Jepp, ausschalten und RAM dazustecken. Sollte eigendlich dann alles gewesen sein. Wenn alles auf Auto steht bräuchte man auch nix machen, ansonsten müßte man ev. die Command Rate auf 2 setzen im Bios


----------



## giga871 (14. Oktober 2012)

so bin wieder hier und er läuft noch!
die Command Rate hab Ich auch auf 2 umgestellt (was bringt das bitteschön) ?!

juhu jetzt hab Ich 6GB RAM  (ich weiss das ist manchen vllt. noch zu wenig, aber mir reichts)

eins noch:
noch weiter DDR2 RAM zu kaufen ist blödsinn oder, da es ja schon DDR3 gibt!


----------



## Dr Bakterius (14. Oktober 2012)

Hier mal was zu dem Thema.
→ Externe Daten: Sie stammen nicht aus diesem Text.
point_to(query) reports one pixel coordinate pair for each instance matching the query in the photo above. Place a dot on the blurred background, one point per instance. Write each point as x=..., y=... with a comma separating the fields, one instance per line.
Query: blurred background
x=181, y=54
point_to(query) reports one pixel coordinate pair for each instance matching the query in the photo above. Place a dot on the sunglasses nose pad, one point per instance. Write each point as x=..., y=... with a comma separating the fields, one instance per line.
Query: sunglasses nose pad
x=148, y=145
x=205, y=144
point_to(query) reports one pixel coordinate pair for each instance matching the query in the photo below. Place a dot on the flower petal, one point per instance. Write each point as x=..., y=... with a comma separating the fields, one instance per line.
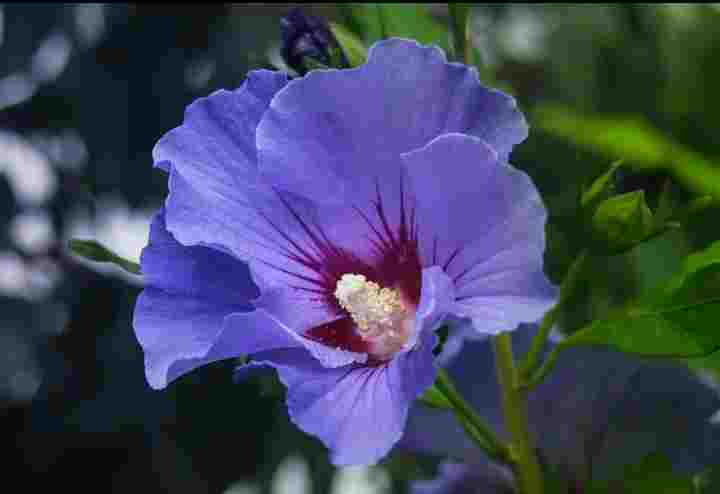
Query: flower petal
x=195, y=309
x=436, y=302
x=484, y=222
x=217, y=197
x=189, y=290
x=348, y=127
x=359, y=412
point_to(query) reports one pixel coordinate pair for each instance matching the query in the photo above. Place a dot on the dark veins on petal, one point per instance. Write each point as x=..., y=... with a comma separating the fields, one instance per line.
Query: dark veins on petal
x=395, y=264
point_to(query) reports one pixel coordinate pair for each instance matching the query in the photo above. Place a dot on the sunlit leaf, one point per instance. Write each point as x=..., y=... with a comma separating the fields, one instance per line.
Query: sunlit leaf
x=373, y=21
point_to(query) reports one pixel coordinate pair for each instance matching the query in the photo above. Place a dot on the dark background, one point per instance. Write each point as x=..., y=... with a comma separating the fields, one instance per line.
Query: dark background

Mehr RAM würde ich nicht kaufen, auch sind die Preise von DDR2 nicht gerade günstig.


----------



## Threshold (14. Oktober 2012)

giga871 schrieb:


> so bin wieder hier und er läuft noch!
> die Command Rate hab Ich auch auf 2 umgestellt (was bringt das bitteschön) ?!
> 
> juhu jetzt hab Ich 6GB RAM  (ich weiss das ist manchen vllt. noch zu wenig, aber mir reichts)
> ...


 
Schön. In der Regel geht sowas problemlos.
Mehr RAM lohnt nicht. DDR2 ist einfach Geschichte.


----------



## giga871 (14. Oktober 2012)

stelle mir eh bald ein neues System zusammen 

bin nur noch am überlegen welche "Basis" es sein soll (AMD oder Intel) 
dann muss es einfach DDR3 sein!
hat auch noch Zeit ...


----------



## Dr Bakterius (14. Oktober 2012)

Derzeitig wohl nicht das System was dein Avatar verkörpert


----------



## giga871 (14. Oktober 2012)

nein  zumindest nicht der AthlonII (weil Ich AMD Fan bin ), denke da eher an einen Intel Core i5, oder i7 ODER doch einen AMD FX ?! mal sehen was der Geldbeutel hergibt ... brauche ja "bloß" ein neues Board, CPU, und passendes RAM! der rest ist ja noch top, wie Ich finde


----------



## PC-Profi (20. Oktober 2012)

AMD FX verbraucht mehr Strom im Vergleich zu i5 und i7...wen ich die wahl hätte würde ich i5 nehmen... i7 bring keine grossen vorteile beim zocken nur beim rendering, einigen programm usw...des weiteren ist i5 deutlich güntiger als ein i7... bei i5 brauchst du aber DDR-3 ist aber sau günstig geworden... 8Gb nur 40 euro  (1333 müsstel locker reichen).... neben einem i5 kann ich auch den Xeon zb123v2 empfehlen... ist so teuer wie der i5 aber hat mehr power... Mainboard für i5 und Xeon ist beides Sockel 1155... Mainboard kostet ca 100 Euro.... alles zusammen Mainboard CPU und Speicher ca 330 Euro... Grafigkarte PCI 3.0 GTX 660Ti verbraucht nur 140W hat aber Power ohne ende... der Haken kostet noch ca 250 Euro..tendenz aber fallend..


----------